A finales de los años 80, mientras cumplía mi servicio social (ese eufemismo que ideó el régimen de Cuba para cobrarnos los estudios), solía ir a almorzar con mi madre a los comedores de los ferroviarios en las estaciones de carga y de viajeros que tenía Cienfuegos en aquel entonces.
Gracias a ese privilegio —que me concedió Esteban Darias, quien dirigía los FF.CC. en la Perla del Sur—, probé los guisos de Riverón, un cocinero del barrio de Reina que hacía las mejores minutas que he probado hasta hoy. Allí, también, desarrollé mi gusto por la panza, un plato difícil que acaba convirtiéndose en una adicción.
Los callos, así le llaman en España, no se mencionan directamente en el Quijote, pero se cree que Cervantes se refiere a ellos cuando menciona “una olla de algo más vaca que carnero”. En La vida del Buscón, de Quevedo, ya son un símbolo de pobreza y picardía. Galdós y Baroja se los servían constantemente a sus personajes.

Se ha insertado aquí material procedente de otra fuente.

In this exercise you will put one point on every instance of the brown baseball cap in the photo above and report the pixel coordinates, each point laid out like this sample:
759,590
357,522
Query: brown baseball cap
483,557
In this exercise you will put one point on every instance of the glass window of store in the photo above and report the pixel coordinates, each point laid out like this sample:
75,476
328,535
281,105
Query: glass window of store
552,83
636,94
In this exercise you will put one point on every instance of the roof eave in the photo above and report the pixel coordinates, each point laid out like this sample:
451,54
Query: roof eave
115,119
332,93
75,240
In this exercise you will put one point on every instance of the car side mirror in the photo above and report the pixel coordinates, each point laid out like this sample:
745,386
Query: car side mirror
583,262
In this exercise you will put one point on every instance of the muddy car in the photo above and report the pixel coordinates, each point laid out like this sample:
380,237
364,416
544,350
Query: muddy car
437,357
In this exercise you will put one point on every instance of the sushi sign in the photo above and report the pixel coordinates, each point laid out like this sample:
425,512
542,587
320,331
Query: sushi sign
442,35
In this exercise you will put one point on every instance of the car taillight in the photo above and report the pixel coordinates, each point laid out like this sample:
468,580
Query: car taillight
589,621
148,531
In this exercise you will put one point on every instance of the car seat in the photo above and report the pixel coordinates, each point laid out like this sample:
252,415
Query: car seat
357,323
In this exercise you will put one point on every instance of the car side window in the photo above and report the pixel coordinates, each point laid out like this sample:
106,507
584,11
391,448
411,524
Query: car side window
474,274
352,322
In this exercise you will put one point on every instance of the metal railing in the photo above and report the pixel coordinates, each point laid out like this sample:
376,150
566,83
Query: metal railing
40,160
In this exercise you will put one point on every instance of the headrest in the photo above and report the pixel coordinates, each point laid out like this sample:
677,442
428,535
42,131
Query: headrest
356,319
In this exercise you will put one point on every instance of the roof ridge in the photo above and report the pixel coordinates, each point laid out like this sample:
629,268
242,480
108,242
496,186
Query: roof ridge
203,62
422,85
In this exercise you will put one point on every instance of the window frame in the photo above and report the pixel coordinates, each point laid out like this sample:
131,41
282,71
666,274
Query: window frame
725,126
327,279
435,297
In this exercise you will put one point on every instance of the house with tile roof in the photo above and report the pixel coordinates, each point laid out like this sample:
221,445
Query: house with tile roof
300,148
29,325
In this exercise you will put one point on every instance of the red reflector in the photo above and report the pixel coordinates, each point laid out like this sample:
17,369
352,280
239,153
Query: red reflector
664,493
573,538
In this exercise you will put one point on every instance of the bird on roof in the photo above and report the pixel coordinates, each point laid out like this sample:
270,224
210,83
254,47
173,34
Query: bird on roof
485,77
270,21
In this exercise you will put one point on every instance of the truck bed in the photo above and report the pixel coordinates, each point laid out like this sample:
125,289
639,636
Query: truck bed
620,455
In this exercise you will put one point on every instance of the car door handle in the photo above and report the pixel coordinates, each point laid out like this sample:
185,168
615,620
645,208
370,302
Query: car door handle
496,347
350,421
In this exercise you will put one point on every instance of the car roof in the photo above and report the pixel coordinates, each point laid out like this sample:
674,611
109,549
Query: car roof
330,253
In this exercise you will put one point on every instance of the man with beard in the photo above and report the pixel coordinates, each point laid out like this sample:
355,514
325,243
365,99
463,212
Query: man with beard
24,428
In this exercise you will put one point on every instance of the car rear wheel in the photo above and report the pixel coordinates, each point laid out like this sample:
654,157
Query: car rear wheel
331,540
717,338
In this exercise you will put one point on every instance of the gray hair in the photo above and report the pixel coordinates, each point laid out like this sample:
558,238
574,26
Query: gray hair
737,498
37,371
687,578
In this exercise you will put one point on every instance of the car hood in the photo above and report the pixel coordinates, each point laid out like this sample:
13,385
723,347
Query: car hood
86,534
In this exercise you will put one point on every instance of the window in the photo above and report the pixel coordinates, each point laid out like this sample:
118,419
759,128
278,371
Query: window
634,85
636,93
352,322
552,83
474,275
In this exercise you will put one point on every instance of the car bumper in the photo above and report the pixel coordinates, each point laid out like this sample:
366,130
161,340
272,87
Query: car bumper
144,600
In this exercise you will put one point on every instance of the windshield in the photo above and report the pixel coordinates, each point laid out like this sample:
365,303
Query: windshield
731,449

Miguel Ángel, el esposo de Julia —nuestros compañeros en el Camino de Santiago—, me hizo este regalo. Mientras andábamos hacia Santiago de Compostela, fuimos compartiendo nuestras comidas preferidas. Así fue como supo que los callos me encantaban.

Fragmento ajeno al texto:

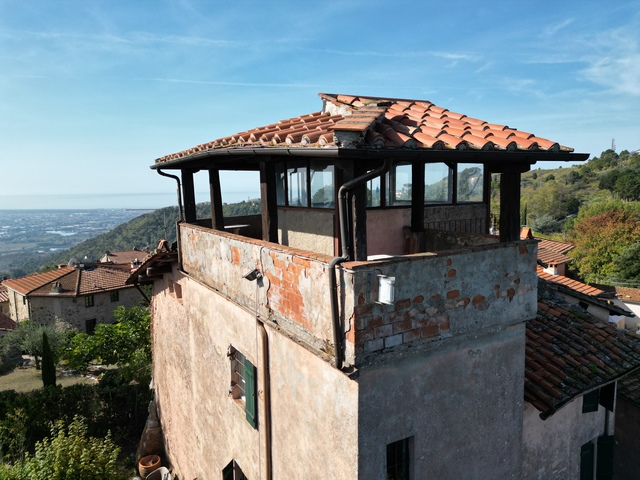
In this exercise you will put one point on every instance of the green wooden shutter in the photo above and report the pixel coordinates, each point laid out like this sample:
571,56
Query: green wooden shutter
251,406
227,472
604,464
608,396
586,461
590,401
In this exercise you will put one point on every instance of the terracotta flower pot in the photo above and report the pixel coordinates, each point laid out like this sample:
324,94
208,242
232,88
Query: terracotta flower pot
148,464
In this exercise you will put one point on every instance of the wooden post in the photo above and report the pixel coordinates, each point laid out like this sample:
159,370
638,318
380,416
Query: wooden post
509,206
217,217
189,195
268,202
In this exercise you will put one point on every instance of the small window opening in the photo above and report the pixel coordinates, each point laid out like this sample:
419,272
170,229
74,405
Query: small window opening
398,459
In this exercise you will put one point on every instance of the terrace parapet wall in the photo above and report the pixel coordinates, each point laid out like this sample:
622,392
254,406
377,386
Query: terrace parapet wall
439,296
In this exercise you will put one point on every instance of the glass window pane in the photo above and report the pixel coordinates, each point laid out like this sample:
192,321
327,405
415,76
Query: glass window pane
437,183
399,185
322,185
297,177
280,176
470,182
373,192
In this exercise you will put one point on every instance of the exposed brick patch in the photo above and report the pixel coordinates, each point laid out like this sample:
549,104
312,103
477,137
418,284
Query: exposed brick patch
429,331
411,335
393,341
478,300
404,303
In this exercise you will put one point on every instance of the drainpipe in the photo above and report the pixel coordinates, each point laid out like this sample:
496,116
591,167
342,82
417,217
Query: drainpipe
177,179
267,396
344,237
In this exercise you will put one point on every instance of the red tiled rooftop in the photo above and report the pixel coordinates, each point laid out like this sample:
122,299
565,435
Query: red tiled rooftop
71,282
568,355
549,257
569,283
381,123
6,323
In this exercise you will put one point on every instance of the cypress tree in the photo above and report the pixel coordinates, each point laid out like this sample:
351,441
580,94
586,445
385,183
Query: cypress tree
48,364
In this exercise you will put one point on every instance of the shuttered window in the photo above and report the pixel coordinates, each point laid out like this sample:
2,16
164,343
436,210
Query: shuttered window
587,452
250,393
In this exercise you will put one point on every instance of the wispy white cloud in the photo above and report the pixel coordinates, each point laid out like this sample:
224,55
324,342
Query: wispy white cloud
615,62
551,30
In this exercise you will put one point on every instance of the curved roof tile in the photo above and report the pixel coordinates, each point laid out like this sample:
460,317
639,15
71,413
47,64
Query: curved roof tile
410,124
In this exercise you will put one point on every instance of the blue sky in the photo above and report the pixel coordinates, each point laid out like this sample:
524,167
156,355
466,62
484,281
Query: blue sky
92,91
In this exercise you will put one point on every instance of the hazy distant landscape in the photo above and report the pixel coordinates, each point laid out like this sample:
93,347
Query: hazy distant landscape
27,236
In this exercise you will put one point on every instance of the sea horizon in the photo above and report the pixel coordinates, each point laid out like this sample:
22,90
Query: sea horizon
100,201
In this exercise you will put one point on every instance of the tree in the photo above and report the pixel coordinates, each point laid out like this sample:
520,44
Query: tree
69,454
48,363
601,233
28,337
125,343
628,265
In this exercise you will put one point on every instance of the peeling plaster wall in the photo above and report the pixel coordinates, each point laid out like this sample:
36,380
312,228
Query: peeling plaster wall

Antes de irnos a esperar el tren en la estación de Sevilla, él fue hasta El Viso del Alcor —su pueblo— por menudo (así le llaman allí). ¡El mejor que me he comido en mi vida! No por gusto es el plato típico de ese pequeño pueblo andaluz. Los acompañé con un crianza de Carmelo Rodero, el vino preferido de nuestro amigo.
Todos estos recuerdos me vinieron a la cabeza mientras disfrutaba esa menuda delicia de El Viso del Alcor. Gracias otra vez, Miguel Ángel.